Dr Ranjit K. Singh (GESIS - Leibniz Institute for the Social Sciences) - Presenting Author

Many projects in the social sciences make it necessary to combine data from different sources. That may mean data gathered in different survey modes, different survey programs, or using different survey instruments. Often, we need to perform ex-post harmonization to improve comparability of the source data before combining it to form a homogenous integrated data product.
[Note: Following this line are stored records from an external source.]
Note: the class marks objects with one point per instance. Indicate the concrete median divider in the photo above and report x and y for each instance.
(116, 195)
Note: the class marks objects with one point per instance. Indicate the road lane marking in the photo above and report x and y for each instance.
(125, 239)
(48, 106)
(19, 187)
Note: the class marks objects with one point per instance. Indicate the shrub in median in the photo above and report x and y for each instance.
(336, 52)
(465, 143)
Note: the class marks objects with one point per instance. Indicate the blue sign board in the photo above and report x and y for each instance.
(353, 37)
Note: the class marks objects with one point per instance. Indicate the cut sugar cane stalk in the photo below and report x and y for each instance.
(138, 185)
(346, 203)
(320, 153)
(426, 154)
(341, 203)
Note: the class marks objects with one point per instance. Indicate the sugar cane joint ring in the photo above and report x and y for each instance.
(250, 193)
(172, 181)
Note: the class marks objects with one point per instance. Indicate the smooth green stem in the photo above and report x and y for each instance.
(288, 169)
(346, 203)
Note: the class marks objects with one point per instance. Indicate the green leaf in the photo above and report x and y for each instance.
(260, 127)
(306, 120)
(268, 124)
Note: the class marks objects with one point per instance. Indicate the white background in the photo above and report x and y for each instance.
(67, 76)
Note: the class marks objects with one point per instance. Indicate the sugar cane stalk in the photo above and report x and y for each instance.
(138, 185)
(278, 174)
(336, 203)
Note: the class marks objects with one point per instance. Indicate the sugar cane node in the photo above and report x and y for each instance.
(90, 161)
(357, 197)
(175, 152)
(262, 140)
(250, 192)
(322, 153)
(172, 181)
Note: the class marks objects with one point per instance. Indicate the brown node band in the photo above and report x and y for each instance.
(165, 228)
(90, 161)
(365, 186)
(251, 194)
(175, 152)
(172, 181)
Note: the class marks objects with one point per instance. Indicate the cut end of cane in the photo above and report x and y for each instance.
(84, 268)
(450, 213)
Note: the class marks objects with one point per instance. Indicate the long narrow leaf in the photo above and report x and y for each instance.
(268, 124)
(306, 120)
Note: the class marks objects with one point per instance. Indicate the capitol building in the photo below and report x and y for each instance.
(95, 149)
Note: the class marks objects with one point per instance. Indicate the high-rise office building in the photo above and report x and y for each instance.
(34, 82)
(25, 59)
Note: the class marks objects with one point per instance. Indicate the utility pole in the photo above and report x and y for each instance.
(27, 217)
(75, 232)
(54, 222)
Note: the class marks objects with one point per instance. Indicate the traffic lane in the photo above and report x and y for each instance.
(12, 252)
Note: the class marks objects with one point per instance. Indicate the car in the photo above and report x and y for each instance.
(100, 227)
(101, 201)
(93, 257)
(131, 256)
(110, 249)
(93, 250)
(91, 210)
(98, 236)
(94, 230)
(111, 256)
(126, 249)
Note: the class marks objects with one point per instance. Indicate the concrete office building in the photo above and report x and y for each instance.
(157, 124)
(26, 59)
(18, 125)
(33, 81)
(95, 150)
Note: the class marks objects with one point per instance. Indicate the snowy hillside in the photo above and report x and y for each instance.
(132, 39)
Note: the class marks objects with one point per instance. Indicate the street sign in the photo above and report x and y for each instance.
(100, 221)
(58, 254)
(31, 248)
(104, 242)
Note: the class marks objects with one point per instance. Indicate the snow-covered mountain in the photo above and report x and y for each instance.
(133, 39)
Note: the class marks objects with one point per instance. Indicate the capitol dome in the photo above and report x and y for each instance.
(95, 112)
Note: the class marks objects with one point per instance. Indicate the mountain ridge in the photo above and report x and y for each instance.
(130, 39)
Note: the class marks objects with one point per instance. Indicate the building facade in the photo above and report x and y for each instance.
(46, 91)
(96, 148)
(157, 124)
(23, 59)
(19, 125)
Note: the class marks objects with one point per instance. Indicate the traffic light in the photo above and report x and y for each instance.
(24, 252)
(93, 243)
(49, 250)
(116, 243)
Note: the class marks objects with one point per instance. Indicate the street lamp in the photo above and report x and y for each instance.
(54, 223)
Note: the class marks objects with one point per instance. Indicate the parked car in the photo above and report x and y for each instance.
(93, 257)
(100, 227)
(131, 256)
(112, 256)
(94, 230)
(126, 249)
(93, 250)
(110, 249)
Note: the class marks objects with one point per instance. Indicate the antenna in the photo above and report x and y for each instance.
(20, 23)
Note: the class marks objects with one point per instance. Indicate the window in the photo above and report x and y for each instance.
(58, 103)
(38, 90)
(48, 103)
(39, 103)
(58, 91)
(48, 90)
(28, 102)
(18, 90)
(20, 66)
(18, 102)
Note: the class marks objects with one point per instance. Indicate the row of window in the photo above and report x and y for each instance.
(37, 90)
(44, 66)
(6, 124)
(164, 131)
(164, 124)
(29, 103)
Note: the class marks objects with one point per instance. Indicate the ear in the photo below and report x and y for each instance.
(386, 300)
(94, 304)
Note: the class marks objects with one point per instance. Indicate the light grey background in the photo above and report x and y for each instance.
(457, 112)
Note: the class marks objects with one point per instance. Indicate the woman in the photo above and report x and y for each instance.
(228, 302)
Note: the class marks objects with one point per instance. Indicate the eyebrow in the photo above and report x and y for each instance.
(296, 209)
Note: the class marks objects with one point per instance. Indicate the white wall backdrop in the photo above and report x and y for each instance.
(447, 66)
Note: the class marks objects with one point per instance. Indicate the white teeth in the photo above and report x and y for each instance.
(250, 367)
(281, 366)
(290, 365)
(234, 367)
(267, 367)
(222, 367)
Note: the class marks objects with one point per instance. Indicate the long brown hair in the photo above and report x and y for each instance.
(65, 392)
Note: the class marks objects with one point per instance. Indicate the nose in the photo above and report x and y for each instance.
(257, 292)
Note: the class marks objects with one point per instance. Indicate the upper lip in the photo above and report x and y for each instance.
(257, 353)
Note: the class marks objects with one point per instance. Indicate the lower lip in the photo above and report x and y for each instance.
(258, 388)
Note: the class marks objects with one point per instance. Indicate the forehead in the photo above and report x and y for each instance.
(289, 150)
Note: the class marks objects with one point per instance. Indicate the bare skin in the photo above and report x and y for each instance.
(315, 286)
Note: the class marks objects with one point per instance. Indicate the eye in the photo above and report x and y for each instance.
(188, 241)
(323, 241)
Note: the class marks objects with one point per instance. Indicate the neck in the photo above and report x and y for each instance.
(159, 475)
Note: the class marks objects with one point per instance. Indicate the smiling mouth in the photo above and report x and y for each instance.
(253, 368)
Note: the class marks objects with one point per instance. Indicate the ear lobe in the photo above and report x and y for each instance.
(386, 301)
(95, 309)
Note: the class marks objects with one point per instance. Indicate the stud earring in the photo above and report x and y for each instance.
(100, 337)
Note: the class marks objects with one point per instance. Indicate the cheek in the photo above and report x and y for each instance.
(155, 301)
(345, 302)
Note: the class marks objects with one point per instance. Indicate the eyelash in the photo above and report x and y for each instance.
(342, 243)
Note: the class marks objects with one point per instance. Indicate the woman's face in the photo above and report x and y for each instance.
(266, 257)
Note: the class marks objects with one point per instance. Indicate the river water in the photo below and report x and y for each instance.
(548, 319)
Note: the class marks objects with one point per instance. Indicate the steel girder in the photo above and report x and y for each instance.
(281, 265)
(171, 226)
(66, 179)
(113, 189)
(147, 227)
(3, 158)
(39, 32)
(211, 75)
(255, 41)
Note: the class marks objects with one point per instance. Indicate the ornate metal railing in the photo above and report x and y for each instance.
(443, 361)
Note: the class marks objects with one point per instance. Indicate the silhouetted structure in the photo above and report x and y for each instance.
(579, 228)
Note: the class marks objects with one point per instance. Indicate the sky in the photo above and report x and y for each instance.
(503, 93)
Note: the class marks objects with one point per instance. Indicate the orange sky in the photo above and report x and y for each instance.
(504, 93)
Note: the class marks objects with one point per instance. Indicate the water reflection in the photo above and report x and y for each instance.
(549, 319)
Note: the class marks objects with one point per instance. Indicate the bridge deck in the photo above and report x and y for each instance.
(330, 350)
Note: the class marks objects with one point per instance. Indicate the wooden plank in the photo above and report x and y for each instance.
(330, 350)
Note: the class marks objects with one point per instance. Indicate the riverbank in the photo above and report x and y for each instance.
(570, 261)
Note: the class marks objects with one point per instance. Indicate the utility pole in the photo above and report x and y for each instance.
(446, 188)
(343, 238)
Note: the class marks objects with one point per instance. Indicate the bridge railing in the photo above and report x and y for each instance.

In this talk, I will focus on one such comparability issue and demonstrate a consequence of insufficient harmonization. Specifically, I look at the case where two instruments (or modes) lead to different item difficulties: This means if we applied the two instruments (or modes) to the same population, we would get different mean responses. If such mean differences are not mitigated before combining data, we introduce a mean bias into our composite data. Such mean bias has direct consequences for analyses based on the combined data. In data drawn from the same population, mean bias introduces error variance. In data drawn from different populations it would bias or even invert true population differences. However, in this paper I demonstrate that mean bias can also bias bivariate correlations which involve the affected variables. If differences in item difficulty are not mitigated before combining data, we introduce a variant of Simpson’s paradox into our data: The bivariate correlation in each source survey might differ substantially from the correlation in the composite dataset. In a set of simulations, I demonstrate this correlation bias effect and show how it changes depending on the mean biases in each source variable and the strength of the underlying true correlation.